Question

Why is Solid $ Pb{I_2} $ yellow, yet a solution of the salt in water is colorless?

Answer 1

Hint: Lead Iodide is formed as the result of reaction between the lead nitrate and potassium iodide. The reaction between the lead nitrate and potassium iodide is a double displacement reaction. When the aqueous solution of lead iodide is taken then it is a colorless solution because of colorless products formed.
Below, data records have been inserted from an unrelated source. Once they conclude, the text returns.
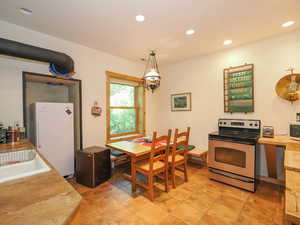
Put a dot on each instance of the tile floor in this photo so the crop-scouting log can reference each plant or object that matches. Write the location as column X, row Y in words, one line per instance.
column 198, row 202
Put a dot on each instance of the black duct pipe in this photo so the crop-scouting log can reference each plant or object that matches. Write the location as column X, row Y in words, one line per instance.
column 60, row 63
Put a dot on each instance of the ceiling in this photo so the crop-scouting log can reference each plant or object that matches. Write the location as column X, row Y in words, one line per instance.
column 110, row 26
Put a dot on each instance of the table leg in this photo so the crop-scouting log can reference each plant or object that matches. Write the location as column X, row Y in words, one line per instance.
column 133, row 174
column 271, row 160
Complete Step By Step Answer:
The formation of lead iodide can be represented by the following reaction:
 $ Pb{\left( {N{O_3}} \right)_2}(aq.){\text{ }} + {\text{ }}2KI(aq.){\text{ }} \to {\text{ }}Pb{I_2}(s) \downarrow {\text{ }} + {\text{ }}2KN{O_3}(aq.) $
Therefore when we add lead nitrate to the solution of potassium iodide then we get a solution of potassium nitrate in which precipitate of lead iodide is formed. The precipitate so formed is yellow in colour. When we take its aqueous solution then it is colourless since the reactants of the reaction are colourless. Therefore we can say that lead nitrate is colourless and potassium iodide is also colourless. The above reaction is a double displacement reaction. Here the lead of lead nitrate gets displaced with potassium of potassium iodide. Therefore the result is that lead iodide is formed. Lead iodide gets precipitated because it is insoluble in water. When we take aqueous solution of the lead iodide the colour of solution will be colourless as lead nitrate and potassium iodide are colourless in aqueous solution.

Note:
Double displacement reactions are those reactions in which there is displacement of two elements of different compounds. Therefore the above reaction is also considered as a double displacement reaction. Since reactants are colourless in aqueous solution therefore the aqueous solution of salt will be colourless in nature. The sign $ \downarrow $ indicates that it is settled down at the bottom of the container.